A superb updated trail makes this hike a really good workout alternative to Garibaldi Lake. Certainly Rainbow Lake isn’t as spectacular but on a clear day it has some great views, especially from the pass between Rainbow and Hanging Lakes. Today was cloudy and misty, with almost no views at all but it made for a very pleasant walk in the woods. The new trail eliminates all the slippery and uneven boardwalk, although it reduces the amount of time spent in open meadows. Trade offs had to be made I guess, but it should mean the trail can withstand the boot-steps of many more hikers.
The amount of work put in by the Resort Municipality of Whistler (RMOW) on the trail is nothing short of transformative. It’s been re-routed to avoid sensitive areas (and, in a wise move to anticipate increased numbers of hikers, to keep the water clean) and its decaying boardwalks and bridges. The trailbed is smooth the whole way up to the lake, with cross-ditches to ensure good drainage (all of which have either short plank bridges or are reinforced with rocks). The top surface will probably get muddy with some rain, but it looks like there won’t be any major muddy spots. I was impressed by how well the old trail has been decommissioned; I could barely believe a trail once existed in some places.
Other trail upgrades since our last visit in 2013 include markers every 0.5 km (complete with current elevation – thank you!) and three outhouses. The one near the lake was nice and clean; the one near the bridge at about 4 km not so much. Both were well-stocked with TP but no sanitizer so make sure to bring your own.
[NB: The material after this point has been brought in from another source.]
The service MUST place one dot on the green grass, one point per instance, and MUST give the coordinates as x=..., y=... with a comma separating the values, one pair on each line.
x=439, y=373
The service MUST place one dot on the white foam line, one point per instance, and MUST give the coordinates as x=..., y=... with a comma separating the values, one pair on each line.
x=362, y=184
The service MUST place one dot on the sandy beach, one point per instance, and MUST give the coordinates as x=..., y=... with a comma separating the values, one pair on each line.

Dogs are forbidden in the Whistler watershed of course, but there are still some people who either fail to miss the obvious signs or just ignore them in the belief that it doesn’t apply to them.
Parking is a potential issue as this trail becomes more popular. The lot was full when we arrived (though some folks were only venturing as far as Rainbow Falls), but we found an overflow parking lot on the other side of Rainbow Drive. This overflow lot could probably accommodate another 20 vehicles.
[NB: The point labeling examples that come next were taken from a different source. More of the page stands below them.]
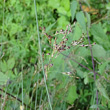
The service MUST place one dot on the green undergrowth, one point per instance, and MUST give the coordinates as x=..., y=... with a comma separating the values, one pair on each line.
x=70, y=86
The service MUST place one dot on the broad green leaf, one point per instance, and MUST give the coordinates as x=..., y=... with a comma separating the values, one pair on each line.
x=66, y=4
x=98, y=106
x=73, y=8
x=71, y=95
x=98, y=51
x=100, y=36
x=54, y=3
x=62, y=22
x=88, y=21
x=3, y=78
x=81, y=20
x=102, y=67
x=11, y=63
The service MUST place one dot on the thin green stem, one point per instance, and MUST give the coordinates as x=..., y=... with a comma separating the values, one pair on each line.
x=41, y=56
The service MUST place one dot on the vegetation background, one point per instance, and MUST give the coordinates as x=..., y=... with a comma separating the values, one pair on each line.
x=32, y=80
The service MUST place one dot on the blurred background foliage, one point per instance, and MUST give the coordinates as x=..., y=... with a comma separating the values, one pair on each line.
x=20, y=65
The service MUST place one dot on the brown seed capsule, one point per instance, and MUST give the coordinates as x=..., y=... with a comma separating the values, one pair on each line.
x=48, y=53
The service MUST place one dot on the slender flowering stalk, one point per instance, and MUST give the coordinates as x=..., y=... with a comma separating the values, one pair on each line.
x=92, y=59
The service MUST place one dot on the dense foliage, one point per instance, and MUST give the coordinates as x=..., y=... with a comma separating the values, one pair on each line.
x=67, y=61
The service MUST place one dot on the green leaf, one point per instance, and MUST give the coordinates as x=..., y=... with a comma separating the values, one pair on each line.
x=100, y=36
x=86, y=79
x=54, y=3
x=101, y=89
x=50, y=26
x=71, y=95
x=88, y=21
x=81, y=20
x=77, y=32
x=62, y=22
x=3, y=66
x=11, y=63
x=73, y=8
x=102, y=67
x=98, y=51
x=98, y=106
x=3, y=78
Flower season seems to have come to an end in the few weeks since we were last out on the trail. Even the fringed grass-of-Parnassus is starting to wither, and the pink monkeyflower is all but gone with just a few bright pink trumpets holding on. The only flower still actively blooming is fireweed. But as the flowers fade, the berries appear (edible and otherwise): star-flowered false-Solomon’s seal, false Solomon’s seal, baneberry, devil’s club, bunchberry, queen’s cup, rosy twistedtalk, clasping twistedstalk, thimbleberry, salmonberry, and of course black huckleberry and blueberry.
Bears were definitely active in the area as we found multiple piles of poop along the trail, as well as reports of a mother and cubs in the upper meadows near the Rainbow-Hanging Lake col. We didn’t see any though. We heard marmots, pikas, and some little birds in the trees, saw Steller’s jays and juncos, and Maria spotted a tiny mammal scurrying across the trail at one point, probably some kind of vole. Bugs were mostly non-existent though I did pick up a couple of mosquito bites.